The point to using types is that they make static analyses more compositional. Types enforce invariants across module boundaries, without requiring the entire program to be checked in a single pass.


Yes, but they may also lose information in the process... As usual, it's a tradeoff.


Yep. That was exactly what I had in mind.


I'd personally like to find the time to write this – some of the infrastructure (like call graph analysis) is already available.

However, I think this is the nuclear option. I have some experience from university where I wrote some Eiffel code, contracts and all that jazz. It often takes some head scratching to figure out the right pre- and postconditions.

I'd actually rather see more safe interfaces for the common cases (like iterators and slices) that are ergonomic to use and may actually carry the proof in their types.


Eiffel contracts are still checked at runtime, which kind of defeats the point - the real payoff of enforcing an invariant statically is not having to check it dynamically! What I'm talking about is using a special kind of theorem prover called “SMT solver” to guarantee at compile time that your array indices are always valid, eliminating the need to perform bounds checking at runtime. In many cases, SMT solvers require little to no programmer-supplied annotations, which makes them more ergonomic than full-blown dependently typed programming languages like Coq, Agda, Idris, etc.


There are tools to do exactly that (I don't remember the name of what we used at university, alas). And no, I do not want to run a SMT solver against anything but simple code, because my build is slow enough as is. ;-)


Most index manipulation is fairly simple. For instance, if the result of `str.find(pat)` is `Some(pos)`, then you know that:

(0) `pos <= str.len()`.

(1) `pos` is actually the beginning of a character - it makes sense to split the string at the position `pos`.

These things are easy to check - there is not even any multiplication involved! - but a conventional type checker won't do. Much of the pain of using dependent types is the result of sticking to unification as the only basis for type-checking.


On the contrary, it's actually rather easy to use the type checker to encode this: Just make a wrapper type CharIdx(usize) that encodes the fact that the enclosed value is a valid char position and implement Index for it using unchecked indexing. Also implement Index for usize with the usual check for bounds and valid character position.


The problem of array overflow/underflow is undecidable in the general case. Various verification techniques (like SMT solvers) can only prove some usages, but not all.


> The problem of array overflow/underflow is undecidable in the general case.

Obviously.

> Various verification techniques (like SMT solvers) can only prove some usages, but not all.

Turns out this is good enough for most cases. Verifying 80% of your array index manipulations is better than verifying none of it.


Where do you get "good enough for most cases" or the 80% from? Let's see the hard facts rather than conjecture masquerading as such.

My personal experience points to opposite results of what you claim.


> My personal experience points to opposite results of what you claim.

Let's see the hard facts rather than conjecture masquerading as such.


My main use cases for manipulating indices directly are:

(0) Implementing lexical contexts and environments whose variables are identified with de Bruijn indices or levels.

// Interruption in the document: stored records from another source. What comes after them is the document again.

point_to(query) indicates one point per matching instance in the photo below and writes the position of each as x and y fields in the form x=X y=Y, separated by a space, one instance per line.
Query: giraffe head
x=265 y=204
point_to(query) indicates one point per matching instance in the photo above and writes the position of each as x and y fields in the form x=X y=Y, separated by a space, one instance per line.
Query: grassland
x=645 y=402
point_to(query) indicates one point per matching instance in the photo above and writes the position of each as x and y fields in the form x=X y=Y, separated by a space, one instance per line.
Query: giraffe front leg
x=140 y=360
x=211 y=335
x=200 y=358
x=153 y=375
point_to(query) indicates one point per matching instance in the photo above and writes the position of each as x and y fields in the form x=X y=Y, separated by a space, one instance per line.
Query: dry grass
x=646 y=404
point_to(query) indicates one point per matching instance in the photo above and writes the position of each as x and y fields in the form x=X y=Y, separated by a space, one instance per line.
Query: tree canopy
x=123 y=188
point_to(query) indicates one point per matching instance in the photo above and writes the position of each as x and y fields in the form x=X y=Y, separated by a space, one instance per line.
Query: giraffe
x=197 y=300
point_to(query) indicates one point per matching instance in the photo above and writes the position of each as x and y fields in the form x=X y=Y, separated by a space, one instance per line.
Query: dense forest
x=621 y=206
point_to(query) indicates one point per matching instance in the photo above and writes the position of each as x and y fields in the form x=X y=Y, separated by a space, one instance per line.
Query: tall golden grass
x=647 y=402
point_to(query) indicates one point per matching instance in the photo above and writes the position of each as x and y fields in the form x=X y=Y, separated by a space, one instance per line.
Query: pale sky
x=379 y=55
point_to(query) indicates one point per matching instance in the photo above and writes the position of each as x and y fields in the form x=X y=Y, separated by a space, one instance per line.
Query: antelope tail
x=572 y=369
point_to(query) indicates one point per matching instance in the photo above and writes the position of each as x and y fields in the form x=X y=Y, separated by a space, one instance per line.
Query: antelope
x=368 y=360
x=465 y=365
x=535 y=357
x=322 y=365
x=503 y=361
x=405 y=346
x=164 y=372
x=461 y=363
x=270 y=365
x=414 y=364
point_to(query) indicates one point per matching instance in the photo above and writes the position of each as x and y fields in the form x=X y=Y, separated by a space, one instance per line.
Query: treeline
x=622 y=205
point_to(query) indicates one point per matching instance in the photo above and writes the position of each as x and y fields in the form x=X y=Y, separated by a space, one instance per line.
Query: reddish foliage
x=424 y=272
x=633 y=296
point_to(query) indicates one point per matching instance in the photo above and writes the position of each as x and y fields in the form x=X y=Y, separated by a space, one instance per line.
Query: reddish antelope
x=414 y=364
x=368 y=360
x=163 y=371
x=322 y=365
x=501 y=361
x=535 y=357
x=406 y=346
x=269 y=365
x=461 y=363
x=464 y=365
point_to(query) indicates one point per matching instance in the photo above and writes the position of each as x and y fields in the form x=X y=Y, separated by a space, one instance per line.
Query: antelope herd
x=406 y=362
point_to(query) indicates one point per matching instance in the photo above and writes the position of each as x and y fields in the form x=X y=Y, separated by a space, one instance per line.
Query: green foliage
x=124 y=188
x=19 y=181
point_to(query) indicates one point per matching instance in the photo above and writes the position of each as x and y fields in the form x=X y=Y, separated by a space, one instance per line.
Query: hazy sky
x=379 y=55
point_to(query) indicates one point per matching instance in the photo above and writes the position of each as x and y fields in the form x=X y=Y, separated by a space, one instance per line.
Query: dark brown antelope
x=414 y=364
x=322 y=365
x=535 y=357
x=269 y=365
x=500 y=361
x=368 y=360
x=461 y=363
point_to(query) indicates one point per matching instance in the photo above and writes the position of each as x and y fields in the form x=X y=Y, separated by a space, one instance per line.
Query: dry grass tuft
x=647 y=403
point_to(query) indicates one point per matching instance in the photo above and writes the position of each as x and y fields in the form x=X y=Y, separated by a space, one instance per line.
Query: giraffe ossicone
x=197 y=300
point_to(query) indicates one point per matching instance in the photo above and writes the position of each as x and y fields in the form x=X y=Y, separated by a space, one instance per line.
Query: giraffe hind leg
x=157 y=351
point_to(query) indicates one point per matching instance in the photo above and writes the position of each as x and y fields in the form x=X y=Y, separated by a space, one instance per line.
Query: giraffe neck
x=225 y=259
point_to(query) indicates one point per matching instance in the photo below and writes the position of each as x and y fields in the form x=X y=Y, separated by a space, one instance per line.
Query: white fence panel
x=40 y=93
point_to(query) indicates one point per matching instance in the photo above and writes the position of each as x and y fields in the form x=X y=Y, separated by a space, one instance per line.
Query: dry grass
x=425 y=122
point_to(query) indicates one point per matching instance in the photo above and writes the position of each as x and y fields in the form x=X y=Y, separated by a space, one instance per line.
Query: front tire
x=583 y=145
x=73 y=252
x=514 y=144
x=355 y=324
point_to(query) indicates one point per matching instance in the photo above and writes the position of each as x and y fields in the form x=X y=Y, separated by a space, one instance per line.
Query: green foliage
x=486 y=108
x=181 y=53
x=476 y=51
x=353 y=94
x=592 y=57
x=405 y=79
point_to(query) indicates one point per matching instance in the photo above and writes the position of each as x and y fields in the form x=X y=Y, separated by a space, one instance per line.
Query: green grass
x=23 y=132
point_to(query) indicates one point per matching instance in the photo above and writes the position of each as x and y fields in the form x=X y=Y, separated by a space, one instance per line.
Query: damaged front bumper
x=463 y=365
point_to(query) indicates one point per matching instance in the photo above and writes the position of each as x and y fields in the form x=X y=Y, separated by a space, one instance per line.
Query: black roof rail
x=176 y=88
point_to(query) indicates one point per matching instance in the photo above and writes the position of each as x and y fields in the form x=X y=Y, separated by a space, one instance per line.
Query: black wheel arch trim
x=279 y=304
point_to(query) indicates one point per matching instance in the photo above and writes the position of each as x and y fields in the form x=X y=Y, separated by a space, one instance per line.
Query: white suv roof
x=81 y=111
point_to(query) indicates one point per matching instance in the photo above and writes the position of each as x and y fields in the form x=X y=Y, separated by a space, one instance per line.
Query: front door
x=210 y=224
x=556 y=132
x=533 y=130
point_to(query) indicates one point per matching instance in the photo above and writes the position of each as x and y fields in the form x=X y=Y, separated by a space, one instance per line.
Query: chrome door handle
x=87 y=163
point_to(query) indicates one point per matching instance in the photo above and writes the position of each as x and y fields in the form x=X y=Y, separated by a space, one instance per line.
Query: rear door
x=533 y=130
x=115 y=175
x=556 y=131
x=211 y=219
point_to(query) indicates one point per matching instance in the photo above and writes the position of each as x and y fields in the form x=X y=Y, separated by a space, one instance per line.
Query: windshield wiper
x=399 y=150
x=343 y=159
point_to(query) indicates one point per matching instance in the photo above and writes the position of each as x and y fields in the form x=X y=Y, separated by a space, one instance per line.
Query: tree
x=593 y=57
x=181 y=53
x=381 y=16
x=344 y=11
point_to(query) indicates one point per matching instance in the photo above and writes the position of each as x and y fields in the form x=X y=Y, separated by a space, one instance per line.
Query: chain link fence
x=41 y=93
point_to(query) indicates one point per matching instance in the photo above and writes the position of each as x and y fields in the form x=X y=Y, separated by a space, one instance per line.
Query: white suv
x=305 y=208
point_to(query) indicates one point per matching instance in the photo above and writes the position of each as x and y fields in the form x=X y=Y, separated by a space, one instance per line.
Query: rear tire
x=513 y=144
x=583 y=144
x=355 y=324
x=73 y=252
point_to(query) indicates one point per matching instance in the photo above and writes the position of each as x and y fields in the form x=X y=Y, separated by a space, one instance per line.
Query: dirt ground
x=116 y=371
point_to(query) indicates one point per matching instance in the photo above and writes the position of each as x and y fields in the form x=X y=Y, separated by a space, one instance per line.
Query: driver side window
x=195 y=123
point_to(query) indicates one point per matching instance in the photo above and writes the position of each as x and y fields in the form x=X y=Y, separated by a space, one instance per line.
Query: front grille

(1) Implementing multidimensional arrays and operations on them (e.g., matrix multiplication).

In both of these cases, a solver for the theory of integer arithmetic can check that I'm using my indices right.


That's true for slicing and indexes, but hopefully you can use Iterator then for basic traversal, which does this.


Yep, when iterators do the trick, they're preferable to indexing. But some algorithms (e.g., the tortoise and hare algorithm for cycle detection) explicitly require indexing.


Not necessarily – you can chain iterators and skip elements on the hare.


You're right. I was thinking exclusively of the case where you have an array whose elements themselves are indices into the same array.